Ao conviver com os bem
mais jovens, com aqueles que se tornaram adultos há pouco e com aqueles que
estão tateando para virar gente grande, percebo que estamos diante da geração
mais preparada – e, ao mesmo tempo, da mais despreparada. Preparada do ponto de
vista das habilidades, despreparada porque não sabe lidar com frustrações.

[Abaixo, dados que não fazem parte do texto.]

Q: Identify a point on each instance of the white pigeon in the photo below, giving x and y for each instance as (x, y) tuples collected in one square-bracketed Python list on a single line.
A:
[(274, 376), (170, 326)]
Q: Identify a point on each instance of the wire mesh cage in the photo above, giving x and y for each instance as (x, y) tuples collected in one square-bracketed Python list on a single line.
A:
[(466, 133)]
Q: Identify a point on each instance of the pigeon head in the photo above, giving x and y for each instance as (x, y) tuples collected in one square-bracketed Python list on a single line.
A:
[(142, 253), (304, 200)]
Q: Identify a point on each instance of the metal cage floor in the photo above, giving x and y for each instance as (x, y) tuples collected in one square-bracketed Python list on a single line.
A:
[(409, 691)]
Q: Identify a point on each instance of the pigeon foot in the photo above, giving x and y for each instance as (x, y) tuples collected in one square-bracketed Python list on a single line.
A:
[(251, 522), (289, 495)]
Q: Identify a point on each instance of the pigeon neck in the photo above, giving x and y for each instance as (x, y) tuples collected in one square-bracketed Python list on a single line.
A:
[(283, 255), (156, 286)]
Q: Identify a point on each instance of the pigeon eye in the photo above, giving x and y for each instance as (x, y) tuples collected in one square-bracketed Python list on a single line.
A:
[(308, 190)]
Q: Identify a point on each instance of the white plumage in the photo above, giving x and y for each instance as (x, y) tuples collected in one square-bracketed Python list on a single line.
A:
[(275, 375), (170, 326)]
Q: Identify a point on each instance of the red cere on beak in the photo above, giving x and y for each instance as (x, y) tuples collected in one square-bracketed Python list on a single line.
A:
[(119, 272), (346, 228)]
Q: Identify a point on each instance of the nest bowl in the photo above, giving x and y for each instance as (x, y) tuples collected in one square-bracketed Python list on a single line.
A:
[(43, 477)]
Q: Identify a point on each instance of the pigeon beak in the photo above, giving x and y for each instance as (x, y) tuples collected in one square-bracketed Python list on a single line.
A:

Preparada porque é capaz de usar as ferramentas da tecnologia, despreparada
porque despreza o esforço. Preparada porque conhece o mundo em viagens protegidas, despreparada
porque desconhece a fragilidade da matéria da vida. E por tudo isso sofre,
sofre muito, porque foi ensinada a acreditar que nasceu com o patrimônio da
felicidade. E não foi ensinada a criar a partir da dor.
Há uma geração de classe
média que estudou em bons colégios, é fluente em outras línguas, viajou para o exterior e teve acesso à cultura
e à tecnologia. Uma geração que teve muito mais do que seus pais. Ao mesmo
tempo, cresceu com a ilusão de que a vida é fácil. Ou que já nascem prontos –
bastaria apenas que o mundo reconhecesse a sua genialidade.
Tenho me deparado com
jovens que esperam ter no mercado de trabalho uma continuação de suas
casas – onde o chefe seria um pai ou uma mãe complacente, que tudo concede.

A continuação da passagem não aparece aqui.